Node2Vec - Word2Vec in disguise (?)
- 10 minsIntroduction
Traditional ml algorithms employ tabular data structure to solve a multitudes of supervised, unsupervised and semi-supervised problems ranging from image recognition, time series prediction, sentiment analysis, etc. Many problems like content recommendation have been attempted to solve using tabular data structure and have been known to beat SOTA benchmarks. In recent years a lot of focus from research community on using original graph structure of the data. Researchers from Pinterest have implemented GraphSage and PinSage content recommendation algorithms which beat the SOTA benchmark recommendation algorithms which use tensor decomposition techniques.
Before we dig into the complex algorithms like Graph Neural Networks and concepts like message parsing and distributed graph representation learning, we start off with two significant papers which set the foundation of GraphML. They are DeepWalk and Node2Vec. In particular we’ll be focussing on Node2Vec Algorithm and how it draws parallel to classic NLP model Word2Vec.
Word2Vec
Before we head into the Node2Vec model, lets look into the classic Word2Vec [1] algorithm from which it draws its parallel from. Word2Vec algorithm is used for generating vector representation of words taking into account the context (i.e. the words appearing in neighbourhood) in which the word appears. The two famous architectures used to by the algorithm are CBOW and Skipgram we’ll discuss the latter. Skipgram model is a single layer neural network model we predict the context (i.e. neighbourhood words) given the inputs words.
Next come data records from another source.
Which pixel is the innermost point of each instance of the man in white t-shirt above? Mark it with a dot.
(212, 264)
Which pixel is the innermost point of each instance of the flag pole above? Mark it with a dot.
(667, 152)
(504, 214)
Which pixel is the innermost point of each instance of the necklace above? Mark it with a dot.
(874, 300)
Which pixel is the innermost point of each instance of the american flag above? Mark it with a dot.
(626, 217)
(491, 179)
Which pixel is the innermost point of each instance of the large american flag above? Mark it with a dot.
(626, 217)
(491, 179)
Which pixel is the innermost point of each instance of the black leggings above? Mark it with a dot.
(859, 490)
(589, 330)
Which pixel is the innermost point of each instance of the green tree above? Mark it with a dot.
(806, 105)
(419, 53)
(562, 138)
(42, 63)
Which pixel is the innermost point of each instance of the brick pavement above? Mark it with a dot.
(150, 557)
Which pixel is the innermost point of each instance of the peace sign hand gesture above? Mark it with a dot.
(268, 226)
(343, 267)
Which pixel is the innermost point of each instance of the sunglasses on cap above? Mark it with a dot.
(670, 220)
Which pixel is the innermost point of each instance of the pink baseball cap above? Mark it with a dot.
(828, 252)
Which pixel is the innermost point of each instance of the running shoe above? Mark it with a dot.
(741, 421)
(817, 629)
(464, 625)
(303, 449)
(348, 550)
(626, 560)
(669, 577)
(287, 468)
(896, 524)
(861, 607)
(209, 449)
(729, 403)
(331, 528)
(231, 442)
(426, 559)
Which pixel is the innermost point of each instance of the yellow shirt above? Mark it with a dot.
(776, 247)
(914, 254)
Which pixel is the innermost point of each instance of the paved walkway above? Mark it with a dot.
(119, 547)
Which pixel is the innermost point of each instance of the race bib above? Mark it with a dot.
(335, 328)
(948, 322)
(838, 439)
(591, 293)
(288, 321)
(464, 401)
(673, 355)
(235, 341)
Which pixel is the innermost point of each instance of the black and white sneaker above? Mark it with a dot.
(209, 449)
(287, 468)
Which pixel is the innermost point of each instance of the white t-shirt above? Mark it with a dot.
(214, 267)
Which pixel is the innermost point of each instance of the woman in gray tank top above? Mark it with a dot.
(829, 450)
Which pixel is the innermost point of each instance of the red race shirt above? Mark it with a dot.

We provide one hot encoded word ($w$) vector $x$ as an input and predict the context ($c$) word $y$ from our training sample each iteration. Let the vector representation of $w$ be $v_{w}$ and that of $c$ be $v_{c}$.
We consequently formulate a supervised classification problem that predicts the probability of the context word given the input word using a softmax function i.e. -
\[P(c|w) = \frac{exp(v_{c}.v_{w})}{\Sigma_{w^{'} \in V}exp(v_{c}.v_{w^{'}})}\]Now lets say our corpus contains around $50k$ unique words and our projection layer is of 300 dimensions therefore size of weight matrix W is 50kX300 and W’ is 300X50K meaning at each iteration of training we update around 30M parameters which is computationally intensive and in some cases infeasible.
The word2vec paper addresses this issue and comes up with an efficient way to optimize the weights by changing the problem from calculating $p(c|w)$ to if the pair occurs together in the corpus. Now we’re essentially focusing on learning high quality embeddings rather than modelling the word distribution in the natural language. They formulate there problem by using a technique(/heuristic) known as negative sampling.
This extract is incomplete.